Recently, someone forwarded a Live Science web link to me. The web page had information on how human brains are able to read words and make sense of them even when the letters are jumbled up. The website suggested that it was possible for a human brain to make sense of the words as long as the first and last letters were correct.

Now, I had seen some version of this before and never given it any more thought. But this time, it made me think of an audio book I was recently listening to called, “Creativity Inc.” by Dr. Ed Catmull, president of Walt Disney and Pixar Animation (Great book, highly recommend it). The author talks about a neuroscientist telling one of the directors how only 40% of the information of what we think we ‘see’ comes through our eyes and the rest of the detail is filled up by patterns and memories from past experiences. Later on, the author talked about the other end of the spectrum as well, meaning our eyes see what they want to see and ignore the facts that do not fit that recognizable pattern (Of course I am paraphrasing here.) In the words of Anais Nin, we don’t see things as they are; we see them as we are. He mentioned the human tendency for confirmation bias, wherein we accept data that confirms our mental models and reject the data that contradicts them.

Now, what does this have to do with forecasting? Here is what I have heard over the years. The science of collaborative forecasting depends on this notion of collecting forecast inputs from knowledgeable human participants (users). Whenever users are asked to provide forecasting input, they have shown a preference to see the historical data graphically (a picture is worth a thousand words kind of thing). One can only imagine that a person looks at these graphs and tries to do a best-can-do job of fitting a pattern. If only 40% is based on what they are seeing, the rest has to come from pre-baked intuitions and biases.

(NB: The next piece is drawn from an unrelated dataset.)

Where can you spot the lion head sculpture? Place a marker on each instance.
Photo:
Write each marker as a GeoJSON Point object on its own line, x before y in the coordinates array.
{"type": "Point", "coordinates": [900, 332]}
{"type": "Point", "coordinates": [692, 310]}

Over the years working with human forecasters, I have come to notice there are many biases. Here are some that I know of:

  1. Optimism bias: I have seen this primarily with the sales team who seem to have an abundance of confidence in their ability to sell and therefore inflate the end results.
  2. Sandbagging bias: This is the reverse of the above and I have seen this where well-meaning executives have created a system of bonuses based on exceeding the forecasts and this has created a culture of sandbagging.
  3. Anecdote bias: I have heard so many instances where regardless of what the data is telling them, client personnel would be wary of seeing it on account of some very bad thing that happened in the past and is part of the company folklore. Their forecast is therefore biased based on the anecdotes.
  4. Recent data bias: This is probably true for all processes where humans are involved. The more recent occurrences weigh heavier in our mind. In the case of forecasting, this can create an overreaction based on recent events.
  5. Silly bias: In a study done by Amor Tversky and Daniel Kahneman, they asked respondents to guess the number of countries in Africa. However, they showed them a number right before asking them to guess. What they found was on average, the estimate of number of countries went up when the user was shown a bigger number and went down when the users were shown a smaller number prior to answering the question. This makes me think a forecast could be impacted by silly things you saw before you start doing the forecast. For example, what if they saw the temperature and it was a hot day? Does that high number skew the forecast higher? What if they called someone prior to forecasting and the phone number was comprised of larger digits?

So there are various reasons a bias can creep in when we get humans involved in forecasting. In the coming weeks, we will look at some ways to mitigate these biases and getting good forecast input from the human participants. This is important, because, when done right, the human input can improve the forecast tremendously.